A sala de reuniões, com o seu belo pé direito e tectos trabalhados, era inóspita, apesar da grande mesa de madeira oval. Recordo que o Dr. Luís C. da Nóbrega arrefeceu ainda mais o ambiente ao informar-nos que tudo que tinha sido ‘mais ou menos apalavrado’ telefonicamente ficava sem efeito, porque o Instituto recebera, entretanto, as manifestações de interesse de um número consideravelmente maior de agências. Tenho de confessar que, ao ouvi-lo, até a minha alma empalideceu. Converter 17 toneladas em 7 nuns quantos minutos era algo tão complicado quanto converter 7 em 17 em meia dúzia de horas. Apesar do susto súbito, refiz-me prontamente, sabendo e antecipando que a organização onde trabalhava iria resolver o assunto: uma unidade de competentes voluntários locais adquiriria nos países limítrofes essas mercadorias e transportá-las-ia numa frota de camiões proporcionada por outro voluntário generoso. De facto, assim sucedeu.

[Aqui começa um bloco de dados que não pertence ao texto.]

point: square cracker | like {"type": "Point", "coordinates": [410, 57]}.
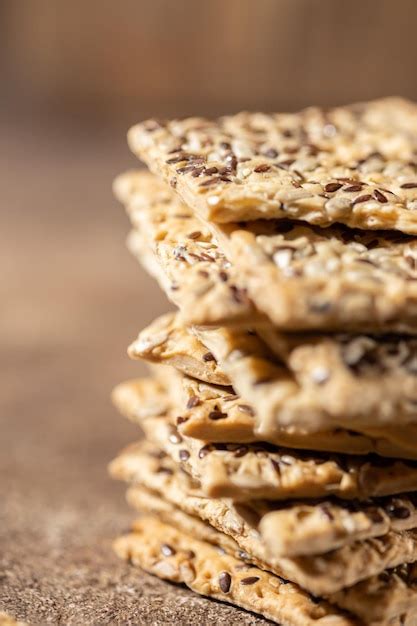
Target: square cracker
{"type": "Point", "coordinates": [168, 553]}
{"type": "Point", "coordinates": [179, 251]}
{"type": "Point", "coordinates": [319, 574]}
{"type": "Point", "coordinates": [298, 277]}
{"type": "Point", "coordinates": [312, 383]}
{"type": "Point", "coordinates": [354, 165]}
{"type": "Point", "coordinates": [389, 598]}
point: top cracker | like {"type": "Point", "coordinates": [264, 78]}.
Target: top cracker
{"type": "Point", "coordinates": [355, 165]}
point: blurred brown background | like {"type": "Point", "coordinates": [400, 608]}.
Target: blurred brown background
{"type": "Point", "coordinates": [74, 76]}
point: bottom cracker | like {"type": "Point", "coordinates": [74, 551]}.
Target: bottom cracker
{"type": "Point", "coordinates": [381, 599]}
{"type": "Point", "coordinates": [173, 555]}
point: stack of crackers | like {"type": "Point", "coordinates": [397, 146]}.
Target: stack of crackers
{"type": "Point", "coordinates": [279, 466]}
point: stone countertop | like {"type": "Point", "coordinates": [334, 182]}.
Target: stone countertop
{"type": "Point", "coordinates": [72, 299]}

Reconheço que esta abrupta revisão dos planos me deixou para sempre este soslaio desconfiado para com certas instituições públicas.

Mas o susto não se ficou por ali. Na sua segunda intervenção, o Dr. Nóbrega informou-nos que as condições atmosféricas previstas obrigariam o avião a aterrar noutro aeroporto, a mil e poucos quilómetros de distância. E foi nesse momento que vi o Franco. No seu bom português, que não ocultava as suas origens italianas, disse-nos: ‘Tenho um enorme problema. Há mil e oitocentas pessoas que dependem da chegada desse avião. Já não têm comida nem quinino.’ O Dr. Nóbrega franziu o sobrolho e lamentou não poder fazer nada. Recordo que com a mão fiz um sinal ao Franco para que não desesperasse. Que falasse comigo.

Eu só tinha de fazer um telefonema. Mas a bela sala pombalina não tinha rede. Esperámos penosamente pelo fim da reunião e, já da rua, liguei ao chefe da nossa equipa em campo, pondo-o a par do problema. Disse-me que como não era suposto regressarem a esse local, teria de arranjar nem que fosse um helicóptero russo. Quanto à comida e ao quinino, não havia problema. Confirmar-me-ia assim que possível. Trocámos números de telemóvel o Franco e eu. Duas horas depois dava-me as coordenadas do local de entrega. Seis horas depois fomos jantar. Doze horas depois, a Irmã Maria de Jesus telefonava-nos: ‘Tanta comida! Tudo tão limpo! E quinino que chega para todos!’

No meio da enorme adversidade climatérica, o ‘meu’ chefe de equipa tranquilizava-me a cada chamada minha: ‘Já aterrámos. Ouve o rotor!’ ou ‘Fala com a Teresa para teres a certeza que regressámos bem.’

Quase quinze anos depois, janto com o Franco e brindamos com um beijo o nosso décimo segundo aniversário de casamento. Amanhã, ele embarca para o Sudão.”